Notice: The reproducibility variables underlying each score are classified using an automated LLM-based pipeline, validated against a manually labeled dataset. LLM-based classification introduces uncertainty and potential bias; scores should be interpreted as estimates. Full accuracy metrics and methodology are described in [1].
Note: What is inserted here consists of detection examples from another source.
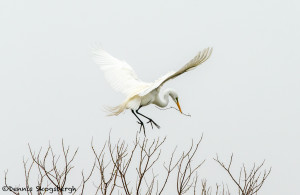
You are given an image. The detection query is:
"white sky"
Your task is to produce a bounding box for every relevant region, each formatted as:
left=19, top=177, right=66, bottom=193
left=0, top=0, right=300, bottom=194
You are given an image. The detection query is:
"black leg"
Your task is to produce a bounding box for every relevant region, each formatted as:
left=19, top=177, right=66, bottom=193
left=131, top=110, right=146, bottom=136
left=136, top=107, right=160, bottom=129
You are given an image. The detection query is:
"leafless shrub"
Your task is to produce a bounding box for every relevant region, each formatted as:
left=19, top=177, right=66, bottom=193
left=5, top=134, right=271, bottom=195
left=214, top=155, right=271, bottom=195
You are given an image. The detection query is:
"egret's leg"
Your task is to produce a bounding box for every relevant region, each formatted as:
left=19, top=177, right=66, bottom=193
left=131, top=110, right=146, bottom=136
left=136, top=107, right=160, bottom=129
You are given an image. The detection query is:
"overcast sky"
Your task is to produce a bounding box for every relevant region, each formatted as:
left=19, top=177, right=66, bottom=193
left=0, top=0, right=300, bottom=194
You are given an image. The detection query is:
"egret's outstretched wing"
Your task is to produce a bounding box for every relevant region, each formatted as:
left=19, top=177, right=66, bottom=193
left=139, top=48, right=212, bottom=96
left=94, top=49, right=149, bottom=96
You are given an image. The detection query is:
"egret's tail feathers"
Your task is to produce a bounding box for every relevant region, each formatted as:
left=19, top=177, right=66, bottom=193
left=104, top=103, right=126, bottom=116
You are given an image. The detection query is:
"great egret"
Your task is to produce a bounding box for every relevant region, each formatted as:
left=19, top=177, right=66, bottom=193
left=94, top=48, right=212, bottom=134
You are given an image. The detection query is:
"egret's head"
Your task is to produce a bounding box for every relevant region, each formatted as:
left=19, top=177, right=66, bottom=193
left=170, top=90, right=182, bottom=113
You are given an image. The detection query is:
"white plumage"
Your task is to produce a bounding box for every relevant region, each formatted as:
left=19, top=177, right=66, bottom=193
left=94, top=48, right=212, bottom=133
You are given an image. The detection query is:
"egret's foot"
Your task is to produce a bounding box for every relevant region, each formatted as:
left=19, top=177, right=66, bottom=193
left=137, top=121, right=146, bottom=136
left=147, top=119, right=160, bottom=129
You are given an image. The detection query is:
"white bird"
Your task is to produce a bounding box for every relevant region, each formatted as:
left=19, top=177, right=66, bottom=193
left=94, top=48, right=212, bottom=134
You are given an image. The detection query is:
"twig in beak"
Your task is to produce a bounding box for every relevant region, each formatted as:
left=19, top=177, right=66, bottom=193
left=155, top=106, right=192, bottom=117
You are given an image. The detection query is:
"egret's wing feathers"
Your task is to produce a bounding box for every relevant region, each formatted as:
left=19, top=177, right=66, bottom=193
left=139, top=48, right=212, bottom=96
left=94, top=49, right=149, bottom=96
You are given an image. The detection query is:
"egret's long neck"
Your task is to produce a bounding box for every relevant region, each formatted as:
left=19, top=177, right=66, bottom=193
left=153, top=89, right=173, bottom=107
On Joint Regularization and Calibration in Deep Ensembles

Authors: Laurits Fredsgaard, Mikkel N. Schmidt

TMLR 2025 | Venue PDF | LLM Run Details

Reproducibility Variable Result LLM Response
Research Type Experimental Our results demonstrate that jointly tuning the ensemble generally matches or improves performance, with significant variation in effect size across different tasks and metrics. We conduct a series of experiments to empirically measure the ensemble optimality gap across three key areas: hyperparameter tuning, temperature scaling, and early stopping.
Researcher Affiliation Academia Laurits Fredsgaard EMAIL Department of Applied Mathematics and Computer Science Technical University of Denmark Mikkel N. Schmidt EMAIL Department of Applied Mathematics and Computer Science Technical University of Denmark
Pseudocode No The paper describes methods and strategies using formal definitions and text, but does not contain explicit pseudocode or algorithm blocks.
Open Source Code Yes Code is available at: https://github.com/lauritsf/ensemble-optimality-gap
Open Datasets Yes Image Classification (CIFAR-10 / WRN-16-4): Our first domain uses the CIFAR-10 dataset (Krizhevsky, 2009)... Graph Classification (NCI1 / GCN): As a contrasting setting with structured data, we used the NCI1 graph classification benchmark (Shervashidze et al., 2011; Wale et al., 2008)... Tabular Classification (Covertype / MLP): To cover a third modality and explore larger ensemble sizes, we include the Covertype dataset (Blackard & Dean, 1999) from the UCI repository. Text Classification (AG News / Bi LSTM): Our final domain involves text classification using the AG News dataset (Zhang et al., 2015)...
Dataset Splits Yes CIFAR-10 consists of 60,000 32x32 color images in 10 classes, with 6,000 images per class. There are 50,000 training images and 10,000 test images, and we use the original test set for final performance evaluation in all experiments. (A.2.1) We randomly split the dataset into a training set (80%) and a test set (20%) using stratified sampling to ensure class balance, resulting in 3288 training graphs and 822 test graphs. (A.2.2)
Hardware Specification Yes All experiments were conducted on the LUMI supercomputer, where each ensemble was trained on a single Graphics Compute Die (GCD) on a LUMI-G node, which is equipped with AMD MI250x GPUs.
Software Dependencies No The paper mentions optimizers (SGD, Adam) and algorithms (L-BFGS, cosine annealing learning rate schedule) and the GPT-2 tokenizer, but does not provide specific version numbers for any software dependencies or libraries used.
Experiment Setup Yes Across all experiments, the batch size was set to 128. The ensemble size was M = 4 for the WRN-16-4 and GCN models, and M = 8 for the MLP and Bi LSTM models. For the weight decay tuning experiments, models were trained using SGD with a momentum of 0.9 and a cosine annealing learning rate schedule. We performed a grid search over a range of log-spaced weight decay values, always including 0. We used 100 epochs (200 for GCN), an initial learning rate of 0.1 (0.3 for MLP), and 5 random seeds (20 for GCN).